Thank you White people
Yeah, because living in huts and fighting starvation as well as the occasional lion would not be the move. Right, because that’s what real oppression looks like. Which of course means that we, black people, should reject all claims of racism, and wear our national pride on our chests. In fact, we should rub it on our skin like cocoa butter – or, whatever we use to prevent ashiness – because, there’s only so many African kids that Angelina Jolie can adopt.
What I described above may sound a bit far-fetched. However, I’ve literally heard people opposed to Kaepernick sitting during the playing of the national anthem make similar arguments. One person, in particular, was the conservative commentator, Ben Ferguson. When the story first broke, I watched Ferguson on CNN argue that Kaepernick should be happy to be a black man in America. Because, according to him, Kaepernick had the good fortune of being adopted by a white couple.
The implication was that there’s nowhere in this world where such an adoption would be possible. And quite naturally, being adopted by a white couple was all it took for Kaepernick to become a football player, good enough to earn millions professionally. Again, where would black people be without white folks.
While I should have been offended by this line of thinking, I found it quite hilarious. Why? Because Ferguson forgot to mention that Kaepernick’s birth mother, like his adoptive parents, is a white woman. I guess if we overlook that fact, Kaepernick’s story becomes more of a charity case that fits perfectly into the “white savior” narrative. Which, for some reason, seems to help the argument that Colin Kaepernick – like me, and many other black people who speak out about institutional racism – is just another ungrateful black man.
Apparently, Black people are really ungrateful
How ungrateful? So ungrateful that the white woman who gave him up for adoption publicly blasted him for taking such a stand. When the white mother of a biracial black child blasts said child for taking a stand against institutional racism – garden-variety racist comments on social media aside – that’s when you know that Colin Kaepernick is the blackest man in America.
Which is hilarious, to me. It is, because when Kaepernick first came on the NFL scene, I had no idea that he was black. Honestly, I thought he was a white guy with a bunch of tattoos on his arms. In my mind, the last name Kaepernick didn’t quite sound like the name of any slave master ever. And, I just assumed that Kaepernick was the white man’s latest upgrade to the failed experiment that was Tim Tebow. You know, like a poor man’s Robert Griffin III, or a Mike Vick without the dog fighting baggage.
But as you can see, now that Colin has decided to make life harder for light-skinned brothers out here. There is no doubt in the minds of anyone, that Colin Kaepernick is indeed a black man. If he was a white man, he would have been ignored. Ignored much like Kaepernick’s gesture was ignored during the first two games of the preseason. And once he spoke about it, he would have been on Dancing With The Stars, like Ryan Lochte. Yes, because that’s how it goes in America, folks.

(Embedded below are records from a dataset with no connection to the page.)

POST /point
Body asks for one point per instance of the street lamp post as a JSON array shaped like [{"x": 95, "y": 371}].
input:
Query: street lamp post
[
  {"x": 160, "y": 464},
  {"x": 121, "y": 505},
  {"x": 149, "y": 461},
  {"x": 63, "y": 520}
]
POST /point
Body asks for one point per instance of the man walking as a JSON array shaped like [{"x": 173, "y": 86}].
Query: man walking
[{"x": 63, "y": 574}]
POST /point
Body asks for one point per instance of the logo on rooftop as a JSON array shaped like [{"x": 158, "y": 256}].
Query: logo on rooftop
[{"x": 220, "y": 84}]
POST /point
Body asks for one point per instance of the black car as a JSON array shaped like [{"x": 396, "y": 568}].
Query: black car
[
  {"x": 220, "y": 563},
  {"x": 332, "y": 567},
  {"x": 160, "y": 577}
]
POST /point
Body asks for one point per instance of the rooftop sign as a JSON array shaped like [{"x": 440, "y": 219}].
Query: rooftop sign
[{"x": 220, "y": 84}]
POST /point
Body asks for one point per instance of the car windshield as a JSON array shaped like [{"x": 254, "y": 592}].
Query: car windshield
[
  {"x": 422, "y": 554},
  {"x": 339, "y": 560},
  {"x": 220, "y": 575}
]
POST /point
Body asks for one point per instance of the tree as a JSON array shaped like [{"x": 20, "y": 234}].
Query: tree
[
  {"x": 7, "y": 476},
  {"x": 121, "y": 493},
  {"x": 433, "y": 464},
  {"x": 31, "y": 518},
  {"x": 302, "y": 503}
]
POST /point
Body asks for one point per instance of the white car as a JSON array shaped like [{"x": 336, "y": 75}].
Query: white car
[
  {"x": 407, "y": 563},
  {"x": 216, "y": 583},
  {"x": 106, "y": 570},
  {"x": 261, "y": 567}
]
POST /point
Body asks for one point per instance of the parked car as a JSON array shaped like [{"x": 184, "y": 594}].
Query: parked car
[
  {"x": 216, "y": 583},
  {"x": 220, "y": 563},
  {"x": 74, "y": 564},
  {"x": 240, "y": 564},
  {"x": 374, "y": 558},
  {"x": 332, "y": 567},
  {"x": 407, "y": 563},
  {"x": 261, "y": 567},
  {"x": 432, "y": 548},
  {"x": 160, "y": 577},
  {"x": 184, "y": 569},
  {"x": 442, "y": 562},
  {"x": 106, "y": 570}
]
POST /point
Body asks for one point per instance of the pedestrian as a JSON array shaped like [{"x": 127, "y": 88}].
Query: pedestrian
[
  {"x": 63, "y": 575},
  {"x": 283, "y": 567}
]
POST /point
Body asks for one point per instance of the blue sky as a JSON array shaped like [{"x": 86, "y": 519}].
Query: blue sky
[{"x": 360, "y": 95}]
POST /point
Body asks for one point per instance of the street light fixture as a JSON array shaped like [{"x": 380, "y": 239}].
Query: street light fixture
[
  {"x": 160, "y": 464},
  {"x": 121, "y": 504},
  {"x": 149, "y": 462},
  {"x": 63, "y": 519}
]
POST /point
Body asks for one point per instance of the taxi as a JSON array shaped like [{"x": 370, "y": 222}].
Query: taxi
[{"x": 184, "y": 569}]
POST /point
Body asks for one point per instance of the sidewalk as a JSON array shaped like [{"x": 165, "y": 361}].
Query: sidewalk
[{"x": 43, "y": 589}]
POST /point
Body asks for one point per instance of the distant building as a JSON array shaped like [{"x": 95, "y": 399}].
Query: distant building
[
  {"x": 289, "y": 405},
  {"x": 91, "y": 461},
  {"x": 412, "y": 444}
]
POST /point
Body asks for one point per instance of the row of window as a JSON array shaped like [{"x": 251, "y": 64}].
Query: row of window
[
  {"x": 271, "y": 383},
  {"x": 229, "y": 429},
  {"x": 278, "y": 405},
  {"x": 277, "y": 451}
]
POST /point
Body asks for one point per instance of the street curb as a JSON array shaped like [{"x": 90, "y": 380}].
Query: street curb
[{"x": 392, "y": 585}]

Kaepernick’s backlash is more of the same
Being black in America is quite the paradox. You can’t be “too black,” all the while not being “black enough.” Like Colin Kaepernick, you can’t sit during the national anthem to protest ongoing institutional racism. To do so is unpatriotic, and forces whiteness to be uncomfortable in their privilege.
Similarly, like Michelle Obama, you’re not allowed to publicly state that you’re prideful to be able to wake up in a house built by slaves. Such a declaration or testament to how far we have come as a nation warrants ridicule. Yes, unfortunately, this is what it is to be black in America.